YouTube And Participatory Culture

Rachel Hastings
New Media: Thoughts And Feedback
2 min readMay 1, 2017

Some YouTubers have become so popular that they have reached celebrity status with their own fandoms. Most fandoms are made up of young teens who admire the different YouTubers. According to Henry Jenkins, “Fans are often people who are overeducated for their jobs, whose intellectual skills are not challenged by their professional lives” (288). Jenkins is referring to fans as a whole and not specifically YouTube fans. From my personal experience, YouTube fans are too young to have jobs and their intellectual skills are not fully developed. I am considering the fans of Zoe Sugg and other YouTubers similar to her. But there is an older demographic of YouTube users but they watch different genres of videos. Zoe Sugg’s fans are composed of mostly young girls and sometimes boys. Fans can engage with YouTubers, they “operate from a position of cultural marginality and social weakness. Like other popular readers, fans lack direct access to the means of commercial cultural production and have only the most limited resources with which to influence entertainment industry’s decisions” (Jenkins 27). On YouTube, viewers can comment on videos and express their opinions to the creators. Often, YouTube creators will ask fans to comment what content they would like to see. In this way, fans have power to effect the creation of video content.

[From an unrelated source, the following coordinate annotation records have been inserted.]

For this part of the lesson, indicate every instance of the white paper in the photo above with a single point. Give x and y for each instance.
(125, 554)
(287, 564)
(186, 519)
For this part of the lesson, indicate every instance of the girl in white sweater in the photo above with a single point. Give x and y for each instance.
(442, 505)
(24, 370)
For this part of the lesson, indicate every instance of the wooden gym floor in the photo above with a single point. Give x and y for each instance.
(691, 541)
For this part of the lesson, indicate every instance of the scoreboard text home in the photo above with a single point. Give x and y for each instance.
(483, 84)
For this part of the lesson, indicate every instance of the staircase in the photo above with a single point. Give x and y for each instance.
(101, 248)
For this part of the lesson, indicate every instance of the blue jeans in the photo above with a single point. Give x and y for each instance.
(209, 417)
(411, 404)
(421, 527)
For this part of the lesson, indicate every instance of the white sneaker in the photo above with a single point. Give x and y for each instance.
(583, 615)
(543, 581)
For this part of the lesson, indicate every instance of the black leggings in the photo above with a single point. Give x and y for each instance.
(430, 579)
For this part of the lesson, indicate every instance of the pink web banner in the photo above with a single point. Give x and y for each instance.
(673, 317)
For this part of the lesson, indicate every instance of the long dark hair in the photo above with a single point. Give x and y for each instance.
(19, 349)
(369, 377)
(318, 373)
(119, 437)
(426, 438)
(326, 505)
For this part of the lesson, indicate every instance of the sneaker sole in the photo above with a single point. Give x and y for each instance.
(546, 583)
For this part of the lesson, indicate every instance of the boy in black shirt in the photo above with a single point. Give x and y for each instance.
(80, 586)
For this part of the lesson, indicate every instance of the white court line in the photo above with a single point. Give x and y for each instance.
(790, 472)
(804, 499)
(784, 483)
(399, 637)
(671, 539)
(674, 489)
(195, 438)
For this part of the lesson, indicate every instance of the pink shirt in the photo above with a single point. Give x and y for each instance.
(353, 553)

When considering media texts and YouTube video there are varying levels of quality. Some videos are better than others but “Concepts of ‘good taste,’ appropriate conduct, or aesthetic merit are not natural or universal; rather, they are rooted in social experience and reflect particular class interests” (Jenkins 16). Even if I consider a YouTube video to be lacking in good taste, there is almost definitely another YouTube user who enjoys the video and considers it valuable. Clement Chau said, “new media platforms such as YouTube offer a participatory culture in which to develop, interact, and learn” (65). YouTube fulfills the purpose of participatory culture because of the various ways individuals are able to interact. From a study, it was discovered that “Teenagers visit YouTube to be entertained (79 percent), pass time (71 percent), watch videos (61 percent), see what others are talking about (56 percent), and follow up recommendations from friends (53 percent)” (Chau 66). YouTube provides access to a variety of interactions and users function on the site in whatever capacity suits them. YouTube is the fulfillment of a personalized participatory media, “Personalized media was one of the ideals of the digital revolution in the early 1990s: digital media was going to ‘liberate’ us from the ‘tyranny’ of mass media, allowing us to consume only content we found personally meaningful” (Jenkins 244). YouTube allows users to engage with popular culture in a way that suits them. Fandoms have been formed around mutual interests which allows individuals to connect and have input into the creation of their popular culture.